You know that feeling when your bike goes over a curb? Imagine that but bigger, like your bike goes over a curb and down a manhole, and the ground you took for granted has vanished, and you’re falling, and before you can even register what’s happening, you collide with something hard. The plane dropped like that. The passengers screamed. The doctor fell over. The woman in front of us threw up her hands, still holding her wine glass. The wine flew out of the glass, over her seat, and onto John.
The plane dropped again and again, having a seizure of its own. All around me, passengers said their last words. “I love you!” they cried to each other. “I love you.” But I did not tell John I loved him; I was too busy begging God to save me. John said nothing either. He was too wet.
An old woman began to hyperventilate in the seat behind John, and to give her space, the crew pushed John’s backrest forward, beyond its normal setting, until his head hung over his knees. At John’s side, one of the pilots questioned the doctor. Did the man having seizures need a hospital? Should the plane land?
Lightning flashed outside, and the plane lurched, knocking the pilot to the floor. As he tried to stand, the plane lurched again, so he crawled up the cabin, grabbing the curtain at the front to hoist himself into the cockpit. Over the loudspeaker came the scariest four words in English: “Flight attendants, brace yourselves.” The nose of the plane swung down, my body lifted with the sensation of falling, and we plummeted.
I was going to die. I was certain. And I felt no panic, no grief—only relief. I did not have to keep guard anymore. No more fretting. No more struggling. A fog lifted, and I could perceive the divinity everywhere. Look at the light, even the light from the tiny bulb above my head. It’s holy. It’s the light Caravaggio saw. See how it illuminates the grey plastic tray table, revealing a texture like a desert landscape. Hear the plane roar and rattle. It’s a rhythm, a song. And this feeling of floating, which I mistook for G forces, is my soul ascending to God.
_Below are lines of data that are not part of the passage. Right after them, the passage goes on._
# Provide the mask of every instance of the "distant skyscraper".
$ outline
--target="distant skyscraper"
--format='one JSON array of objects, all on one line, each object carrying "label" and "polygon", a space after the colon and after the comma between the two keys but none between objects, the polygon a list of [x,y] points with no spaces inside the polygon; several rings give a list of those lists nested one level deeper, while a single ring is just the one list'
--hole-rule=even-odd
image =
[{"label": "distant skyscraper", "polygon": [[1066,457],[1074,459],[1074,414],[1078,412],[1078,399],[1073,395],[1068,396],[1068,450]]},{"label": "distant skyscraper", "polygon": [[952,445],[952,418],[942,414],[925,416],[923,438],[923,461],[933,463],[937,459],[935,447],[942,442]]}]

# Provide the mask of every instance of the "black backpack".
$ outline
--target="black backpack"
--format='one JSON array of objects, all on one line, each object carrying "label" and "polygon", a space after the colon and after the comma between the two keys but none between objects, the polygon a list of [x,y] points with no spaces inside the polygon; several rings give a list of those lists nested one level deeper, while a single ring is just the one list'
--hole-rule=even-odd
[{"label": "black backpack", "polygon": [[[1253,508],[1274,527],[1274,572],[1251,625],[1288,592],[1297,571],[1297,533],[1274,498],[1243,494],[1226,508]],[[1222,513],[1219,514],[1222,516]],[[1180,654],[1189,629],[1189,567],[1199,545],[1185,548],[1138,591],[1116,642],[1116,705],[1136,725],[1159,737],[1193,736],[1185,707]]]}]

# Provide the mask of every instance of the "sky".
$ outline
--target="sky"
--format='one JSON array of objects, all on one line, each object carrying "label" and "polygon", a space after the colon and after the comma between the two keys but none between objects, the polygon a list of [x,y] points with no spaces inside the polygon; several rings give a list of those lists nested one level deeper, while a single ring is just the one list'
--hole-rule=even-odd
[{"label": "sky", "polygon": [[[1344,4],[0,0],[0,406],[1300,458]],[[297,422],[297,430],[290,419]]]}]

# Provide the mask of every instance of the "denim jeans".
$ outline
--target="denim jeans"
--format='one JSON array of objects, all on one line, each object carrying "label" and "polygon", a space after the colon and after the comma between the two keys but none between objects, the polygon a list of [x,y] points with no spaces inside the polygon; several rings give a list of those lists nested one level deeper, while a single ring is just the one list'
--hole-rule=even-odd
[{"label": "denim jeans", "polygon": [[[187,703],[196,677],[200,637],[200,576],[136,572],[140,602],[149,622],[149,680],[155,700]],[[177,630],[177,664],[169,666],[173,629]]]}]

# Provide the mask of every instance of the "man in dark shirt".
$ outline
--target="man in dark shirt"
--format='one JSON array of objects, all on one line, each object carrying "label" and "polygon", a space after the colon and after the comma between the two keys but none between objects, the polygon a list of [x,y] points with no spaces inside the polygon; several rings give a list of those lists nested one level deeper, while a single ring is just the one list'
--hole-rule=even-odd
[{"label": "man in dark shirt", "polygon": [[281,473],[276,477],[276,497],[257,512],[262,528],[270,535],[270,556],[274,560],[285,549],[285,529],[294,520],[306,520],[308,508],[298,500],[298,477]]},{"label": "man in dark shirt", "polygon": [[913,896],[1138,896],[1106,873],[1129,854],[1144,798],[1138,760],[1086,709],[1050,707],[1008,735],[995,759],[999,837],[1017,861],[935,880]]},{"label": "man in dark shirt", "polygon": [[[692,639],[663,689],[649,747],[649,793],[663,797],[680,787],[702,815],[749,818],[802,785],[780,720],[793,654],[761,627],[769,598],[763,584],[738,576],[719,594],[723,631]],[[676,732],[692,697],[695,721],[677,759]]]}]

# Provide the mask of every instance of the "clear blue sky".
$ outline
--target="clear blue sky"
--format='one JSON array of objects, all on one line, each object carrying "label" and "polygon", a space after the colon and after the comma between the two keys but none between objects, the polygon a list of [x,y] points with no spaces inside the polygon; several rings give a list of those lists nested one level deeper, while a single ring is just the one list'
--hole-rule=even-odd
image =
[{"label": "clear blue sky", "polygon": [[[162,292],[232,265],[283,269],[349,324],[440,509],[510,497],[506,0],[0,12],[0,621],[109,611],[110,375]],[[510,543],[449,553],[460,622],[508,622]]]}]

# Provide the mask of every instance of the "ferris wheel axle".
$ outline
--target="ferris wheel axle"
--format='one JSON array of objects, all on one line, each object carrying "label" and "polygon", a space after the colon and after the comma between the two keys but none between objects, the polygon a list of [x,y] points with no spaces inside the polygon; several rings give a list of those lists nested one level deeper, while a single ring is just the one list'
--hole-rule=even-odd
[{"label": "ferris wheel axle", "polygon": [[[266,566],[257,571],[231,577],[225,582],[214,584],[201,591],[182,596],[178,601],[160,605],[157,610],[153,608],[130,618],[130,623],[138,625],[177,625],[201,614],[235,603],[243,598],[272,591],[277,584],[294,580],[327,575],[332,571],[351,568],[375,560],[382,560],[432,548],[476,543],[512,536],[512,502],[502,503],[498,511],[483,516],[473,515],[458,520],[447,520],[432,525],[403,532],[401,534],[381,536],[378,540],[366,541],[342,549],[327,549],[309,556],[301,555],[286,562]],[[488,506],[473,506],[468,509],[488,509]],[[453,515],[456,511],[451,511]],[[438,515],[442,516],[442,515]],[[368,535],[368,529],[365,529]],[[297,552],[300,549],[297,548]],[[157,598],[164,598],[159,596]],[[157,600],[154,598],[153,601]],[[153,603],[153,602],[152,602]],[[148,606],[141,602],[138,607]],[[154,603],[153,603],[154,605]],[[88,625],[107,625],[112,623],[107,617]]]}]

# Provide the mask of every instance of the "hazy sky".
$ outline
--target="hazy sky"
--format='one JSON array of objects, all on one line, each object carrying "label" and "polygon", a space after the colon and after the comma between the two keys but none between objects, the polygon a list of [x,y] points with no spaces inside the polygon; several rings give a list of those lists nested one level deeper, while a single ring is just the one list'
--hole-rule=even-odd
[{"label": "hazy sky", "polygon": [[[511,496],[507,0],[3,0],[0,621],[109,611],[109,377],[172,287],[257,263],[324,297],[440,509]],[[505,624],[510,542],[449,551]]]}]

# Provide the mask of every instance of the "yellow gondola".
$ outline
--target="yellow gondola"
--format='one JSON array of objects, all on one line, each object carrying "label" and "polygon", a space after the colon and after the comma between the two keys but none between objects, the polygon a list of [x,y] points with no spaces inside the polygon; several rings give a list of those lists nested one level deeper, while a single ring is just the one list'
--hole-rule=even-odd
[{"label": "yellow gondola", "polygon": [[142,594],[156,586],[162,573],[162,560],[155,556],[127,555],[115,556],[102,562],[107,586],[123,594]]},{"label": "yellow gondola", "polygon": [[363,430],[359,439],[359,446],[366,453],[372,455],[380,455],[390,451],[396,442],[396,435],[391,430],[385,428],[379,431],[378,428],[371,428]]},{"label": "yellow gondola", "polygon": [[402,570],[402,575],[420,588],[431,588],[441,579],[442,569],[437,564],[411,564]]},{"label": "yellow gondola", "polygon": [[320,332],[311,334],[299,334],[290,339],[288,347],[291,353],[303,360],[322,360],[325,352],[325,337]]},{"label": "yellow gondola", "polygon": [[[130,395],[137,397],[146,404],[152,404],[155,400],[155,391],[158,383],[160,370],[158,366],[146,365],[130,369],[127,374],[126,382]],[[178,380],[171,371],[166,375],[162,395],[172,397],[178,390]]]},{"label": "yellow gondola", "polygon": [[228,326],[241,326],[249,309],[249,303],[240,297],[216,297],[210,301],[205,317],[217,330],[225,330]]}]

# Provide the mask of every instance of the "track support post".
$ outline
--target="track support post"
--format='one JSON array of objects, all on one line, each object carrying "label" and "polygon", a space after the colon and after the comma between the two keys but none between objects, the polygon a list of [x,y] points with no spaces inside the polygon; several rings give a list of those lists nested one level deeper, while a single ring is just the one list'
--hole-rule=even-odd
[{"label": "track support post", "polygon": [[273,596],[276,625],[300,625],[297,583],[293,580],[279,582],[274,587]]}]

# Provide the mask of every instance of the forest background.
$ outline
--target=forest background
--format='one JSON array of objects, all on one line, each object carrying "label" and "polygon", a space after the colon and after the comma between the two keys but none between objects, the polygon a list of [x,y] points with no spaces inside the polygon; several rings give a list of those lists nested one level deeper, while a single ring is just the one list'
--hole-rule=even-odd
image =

John looked at me, terrified. “It’s OK,” I told him, meaning the whole universe. Everything was a gift. We would die together, my brother and I, and that was a beautiful, lucky way to die. I had been wrong, always so wrong, about death.
But all things pass. The pilot found the altitude he wanted, the plane leveled out, and the turbulence subsided. I realized I was not going to die after all, and I vowed to remember what I had learned here, to live the rest of my life with this peace. But within minutes I was a wreck again, worse than ever, strangling my armrests, jumping at every bump. Over the next few hours, the plane grew dark and peaceful, but while the other passengers dozed, I kept my nose pressed to the window, watching for lightning, until a flight attendant gave me a beer I had not ordered. “You need it, honey,” she said.
Oh, I forgot to mention John and I had diarrhea the whole time. (We should have eaten at KFC.) While the plane and the old man were having seizures, we pooped our pants. When the plane settled and the old man recovered, John and I debriefed and decided to debrief, taking turns waddling to the bathroom and stuffing our boxers in the trash. On any other flight, that would have been a whole story worth telling.